It strikes me that prison chaplains would do well to heed this convict point of view of their preaching.

I do not recall that Shannon ever made a criticism upon the administration of the prison of which he was then an inmate, but he gives free expression to his opinion of our general system of imprisonment. He had been studying the reports of a prison congress recently in session where various "reformatory measures" had been discussed, or, to use his expression, "expatiated upon," and writes:

"I wish to make a few remarks from personal observation upon this subject of prison reform. I will admit, to begin with, that upon the ground of protection to society, the next best thing to hanging a criminal is to put him in prison, providing you keep him there; but if you seek his reformation it is the worst thing you can do with him. Convicts generally are not philosophers, neither are they men of pure thought or deep religious feelings. They are not all sufficient to themselves, and for this reason confinement never did, never can and never will have a good effect upon them.

"I have known hundreds of men, young and old, who have served time in prison. I have known many of them to grow crafty in prison and upon release to employ their peculiar talents in some other line of business, safer but not less degrading to themselves; but I never knew one to have been made a better man by prison discipline;—those who reformed did so through other influences.
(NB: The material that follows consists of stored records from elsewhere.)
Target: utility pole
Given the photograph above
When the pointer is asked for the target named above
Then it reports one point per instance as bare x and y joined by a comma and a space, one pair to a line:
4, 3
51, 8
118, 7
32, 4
"It may be a good prison or a bad one, with discipline lax or rigorous, but the effect, though different, is never good: it never can be. Crime is older than prisons. According to best accounts it began in the Garden of Eden, but God—who knew human nature—instead of shutting up Adam and Eve separately, drove them out into the world where they could exercise their minds hustling for themselves. Since then there has been but one system that reformed a man without killing him, namely, transportation.

"This system, instead of leaving a bad man in prison, to saturate himself with his own poison, sent him to a distant country, where under new conditions, and with something to work and hope for, he could harmlessly dissipate that poison among the wilds of nature. It may be no other system is possible; that the world is getting too densely populated to admit of transportation; or that society owes nothing to one who has broken her laws. I write this, not as 'an Echo from a Living Tomb,' but as plain common sense."[13]

Personal pride, one of the very elements of the man's nature, kept him from ever uttering a complaint of individual hardships; but the mere fact of confinement, the lack of air, space, freedom of movement and action, oppressed him as if the iron bars were actually pressing against his spirit. His one aim was to find some Lethe in which he could drown memory and consciousness of self. In all the years of his manhood there seemed to have been no sunny spot in which memory could find a resting-place.

From first to last his misdirection of life had been such a frightful blunder; even in its own line such a dismal failure. His boasted "fine art" of burglary had landed him in the ranks of murderers. He had despised cowardice and yet at the critical hour in the destiny of another he had proven himself a coward. And when by complete self-sacrifice he had sought to right the wrong the sacrifice had been in vain.